From the Stairwell to the Studio
Of course, there's more to this band than what new forms it manages to make from other people's songs. All three are songwriters in their own right—Maya and Cinya are both professional music majors with songwriting concentrations (Maya is also concentrating in music business; Cinya in music production). Since the beginning they've also been working on original material, and when they play live, that's the well they're drawing from primarily.
"The original stuff has definitely been well received, which is really validating," says Cinya. "People are just so kind to us."
Now, with the release of its first studio single, "hemenway," Tiny Habits are proving to its online following that the band's collective voice doesn't lose its soul on the walk from the stairwell to the vocal booth, and it endures far beyond a 30-second video.
The song began as a project for one of Cinya's classes. "She sent it, and she was like, 'I wrote this for my songwriting class.' And then I think that day we just arranged harmonies and decided we loved it and added it to our set," Maya recalls, saying that it wound up being the first track they decided to record in the studio. "It's a fully produced track, and we feel really strongly about it.
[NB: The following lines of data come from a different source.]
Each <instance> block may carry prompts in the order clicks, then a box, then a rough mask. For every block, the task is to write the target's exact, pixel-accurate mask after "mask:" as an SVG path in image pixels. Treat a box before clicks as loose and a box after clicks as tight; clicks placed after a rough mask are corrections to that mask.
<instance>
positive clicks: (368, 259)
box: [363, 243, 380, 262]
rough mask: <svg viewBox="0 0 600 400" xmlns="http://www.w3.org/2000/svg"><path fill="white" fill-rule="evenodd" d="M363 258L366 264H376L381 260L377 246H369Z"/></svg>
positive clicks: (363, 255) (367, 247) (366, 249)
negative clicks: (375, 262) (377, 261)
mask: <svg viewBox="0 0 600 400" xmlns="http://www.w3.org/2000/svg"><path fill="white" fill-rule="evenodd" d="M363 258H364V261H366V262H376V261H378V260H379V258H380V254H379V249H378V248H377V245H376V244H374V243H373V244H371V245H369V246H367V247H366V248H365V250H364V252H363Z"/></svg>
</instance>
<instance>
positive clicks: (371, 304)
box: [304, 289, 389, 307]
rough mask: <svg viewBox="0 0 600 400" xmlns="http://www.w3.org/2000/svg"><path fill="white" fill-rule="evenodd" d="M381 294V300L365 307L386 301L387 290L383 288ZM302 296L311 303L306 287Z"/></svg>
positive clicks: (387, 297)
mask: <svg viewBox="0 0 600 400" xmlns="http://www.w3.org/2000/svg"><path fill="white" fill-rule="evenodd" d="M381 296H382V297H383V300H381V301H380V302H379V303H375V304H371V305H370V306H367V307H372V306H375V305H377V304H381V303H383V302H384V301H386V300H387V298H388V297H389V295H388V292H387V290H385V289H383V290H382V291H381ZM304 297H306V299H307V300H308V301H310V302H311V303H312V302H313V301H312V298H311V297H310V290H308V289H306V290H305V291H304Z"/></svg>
We're really excited for people to hear it."
Listen to Tiny Habits' debut studio single, "hemenway":
A wistful indie-folk breakup song with tasteful studio touches, "hemenway" feels like a natural next step for the group. And as you'd expect, the vocals shine particularly brightly, reminding you in this new setting who it is you're listening to—and why.
As for what's next for this young band, still in the early stages of its career—seemingly everything is still on the horizon. They're excited to get back into the studio and continue gigging—this fall they've embarked on a string of East Coast dates opening for Ingrid Michaelson—and they'll keep posting their cover videos, of course. "We're just recording and writing and singing and content creating—and loving each other," says Cinya. It's a recipe that's worked for them so far.